Microsoft’s June 2026 Patch Tuesday updates are now live. If you manage Windows PCs or servers, this is a real monthly security update, not just an optional preview. The main customer takeaway is simple: install the update, but check BitLocker and Secure Boot details before pushing it blindly across a business fleet.
Microsoft published new June 9, 2026 cumulative updates for current Windows 11 releases, Windows 10 ESU/LTSC systems, and Windows Server. The update set includes security fixes, servicing stack improvements, Secure Boot certificate rollout work, and a few quality fixes pulled forward from May preview updates.
In this article
Quick Summary
For most home users, the right move is to let Windows Update install the June security update, restart when prompted, and make sure important files are backed up first. For businesses, especially offices with BitLocker, domain policy, endpoint management, or custom Windows images, this update deserves a controlled rollout instead of a same-minute push to every computer.
The most important operational theme this month is Secure Boot certificate maintenance. Microsoft says Secure Boot certificates used by most Windows devices begin expiring in June 2026. Windows devices should continue to start and receive standard Windows updates, but Microsoft is using Windows quality updates to expand the phased delivery of updated Secure Boot certificates to eligible devices.
Main June 2026 KB Numbers
| Platform | June 2026 update | Build after install | Plain-English note |
|---|---|---|---|
| Windows 11 version 26H1 | KB5095051 | 28000.2269 | Security fixes, May preview improvements, BitLocker reliability testing improvement, and servicing stack update KB5101277. |
| Windows 11 versions 25H2 and 24H2 | KB5094126 | 26200.8655 and 26100.8655 | Security fixes, Secure Boot certificate targeting changes, and a virtualization fix for some restart, VM, and gaming Stop errors after KB5089573. |
| Windows 11 version 23H2 | KB5093998 | 22631.7219 | Security fixes, Secure Boot changes, device management reliability improvements, File Explorer search improvements, and a BitLocker recovery fix related to April’s update. |
| Windows 10 ESU / Enterprise LTSC 2021 / IoT Enterprise LTSC 2021 | KB5094127 | 19045.7417 and 19044.7417 | Security update with Secure Boot reporting changes, File Explorer search improvements, and a known BitLocker recovery-key issue for some managed systems. |
| Windows Server 2025 | KB5094125 | 26100.32995 | June cumulative security update for Server 2025. |
| Windows Server 2022 | KB5094128 | 20348.5256 | June cumulative security update for Server 2022. |
Good Points
- Windows 11 24H2 and 25H2 have no Microsoft-listed known issues at publication time. Microsoft says it is not currently aware of known issues for KB5094126.
- Windows 11 26H1 also has no Microsoft-listed known issues at publication time. KB5095051 is mainly a security cumulative update plus servicing-stack and May-preview improvements.
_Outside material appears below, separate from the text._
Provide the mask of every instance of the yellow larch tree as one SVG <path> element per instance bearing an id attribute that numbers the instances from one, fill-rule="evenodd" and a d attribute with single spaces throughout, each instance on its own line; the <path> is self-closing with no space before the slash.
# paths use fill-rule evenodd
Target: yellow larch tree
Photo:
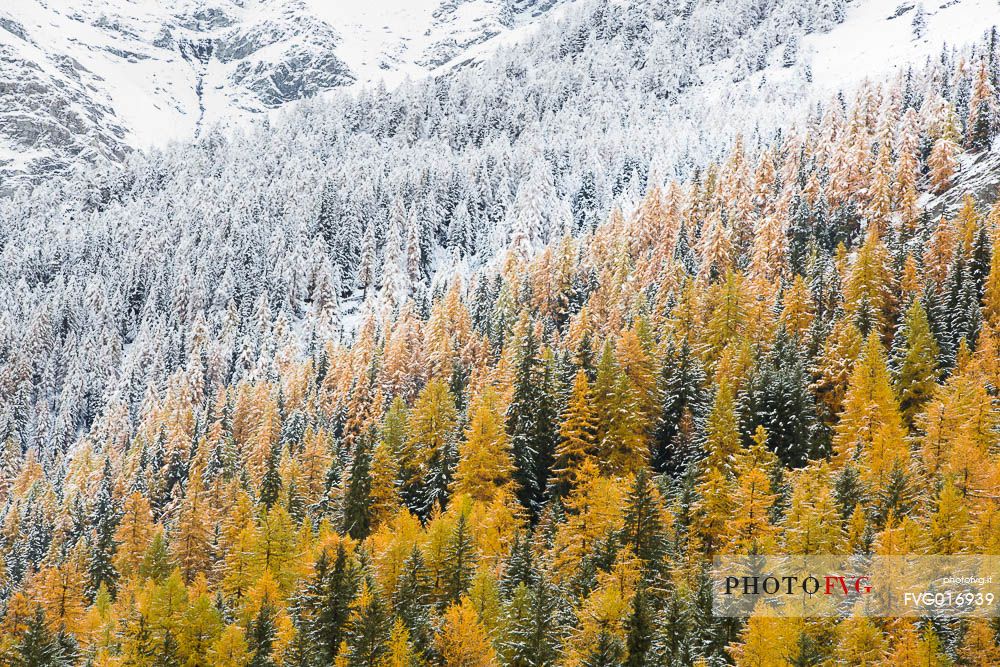
<path id="1" fill-rule="evenodd" d="M 456 493 L 489 501 L 511 483 L 513 463 L 503 412 L 500 397 L 492 388 L 487 388 L 471 408 L 465 440 L 458 449 Z"/>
- Secure Boot certificate rollout is being handled gradually. Microsoft says devices receive new certificates only after enough successful update signals, which should reduce the chance of broad boot problems.
- Windows 11 24H2/25H2 gets a virtualization fix. Microsoft documents a fix for some HYPERVISOR_ERROR and KMODE_EXCEPTION_NOT_HANDLED Stop errors after KB5089573 during restarts, VM activity, or some gaming scenarios.
- Windows 11 23H2 gets several practical fixes. The update includes File Explorer search improvements, device management certificate sync improvements, COSA mobile operator profile updates, and a BitLocker recovery fix tied to an April update condition.
Watch-Outs Before Installing
Windows 10 has the biggest caution this month. Microsoft lists a known issue for KB5094127 where some devices with an unrecommended BitLocker Group Policy configuration might ask for the BitLocker recovery key on the first restart after installation.
Microsoft says the Windows 10 issue is limited to systems where all of these are true: BitLocker is enabled on the OS drive, the TPM platform validation policy includes PCR7, msinfo32.exe reports Secure Boot State PCR7 Binding as “Not Possible,” the Windows UEFI CA 2023 certificate is present, and the system is not already running the 2023-signed Windows Boot Manager. That combination is unlikely on normal home computers, but it can absolutely matter in managed business environments.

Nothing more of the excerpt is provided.